Turkiye will say "no" to entry of Finland and Sweden into NATO, President Recep Tayyip Erdogan said Thursday, as senior representatives of the two countries are set to visit Turkiye for talks in the coming days, Anadolu News Agency reports.
The Turkish leader reiterated Ankara's security concerns amid Helsinki and Stockholm's NATO bids, saying the Nordic countries are hosting members of the terror groups, such as YPG/ PKK and the Fetullah Terrorist Organisation (FETO).
"We told them, we said that NATO is a security organisation, we cannot accept the existence of terrorist organisations in such an organisation," Erdogan told a meeting with a group of young people in the capital, Ankara, on the occasion of the Commemoration of Ataturk, Youth and Sports Day.
"Especially Sweden is a real guesthouse for terror," he said, adding that Stockholm also imposed an arms embargo on Turkiye.
Turkiye, a longstanding NATO member, has voiced objections to Finland and Sweden's membership bids, criticising the countries for tolerating and even supporting terror groups, including the YPG/PKK.

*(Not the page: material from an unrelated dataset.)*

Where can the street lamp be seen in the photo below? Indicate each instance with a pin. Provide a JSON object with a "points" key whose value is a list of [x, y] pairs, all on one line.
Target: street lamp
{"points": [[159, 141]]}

Over the last five years, both Helsinki and Stockholm have failed to agree to Ankara's requests for the extradition of dozens of terrorists, including members of the PKK and FETO, the group behind the 2016 defeated coup in Turkiye.

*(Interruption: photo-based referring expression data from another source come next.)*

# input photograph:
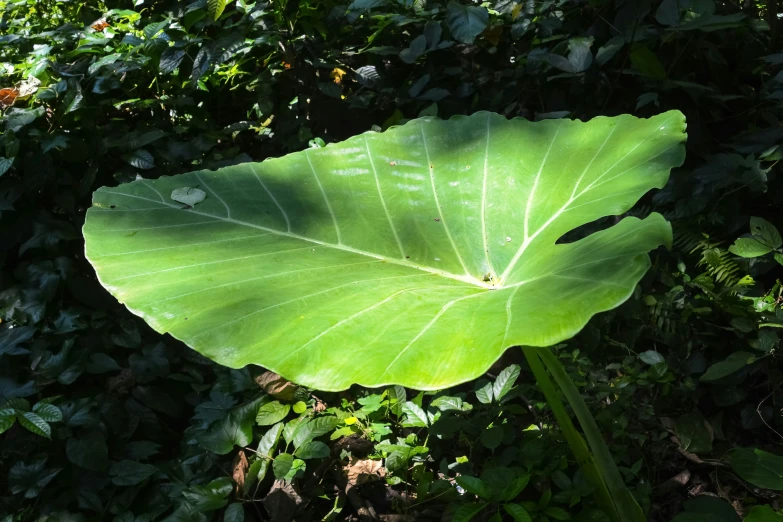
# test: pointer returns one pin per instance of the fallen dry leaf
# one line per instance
(360, 472)
(239, 468)
(277, 386)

Senior representatives of Finland and Sweden are set to visit Turkiye in the coming days to hold official talks in Ankara to discuss their accession processes.

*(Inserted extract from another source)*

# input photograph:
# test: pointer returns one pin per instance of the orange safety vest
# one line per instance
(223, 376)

Asked about the Russia-Ukraine war, Erdogan said Turkiye will "continue to pursue a balanced policy".
"And I have no thought of cutting ties with (Russian President Vladimir) Putin or (Ukrainian President Volodymyr) Zelenskyy," he said.
Erdogan also said the phone diplomacy with the Russian and Ukrainian leaders will continue.
Since the war began on 24 February, Turkiye has hosted the highest-profile meetings between Russian and Ukrainian officials this March in the resort city of Antalya and in Istanbul.
Russia's war on Ukraine has left thousands dead or wounded, and forced more than 6.3 million people to flee abroad.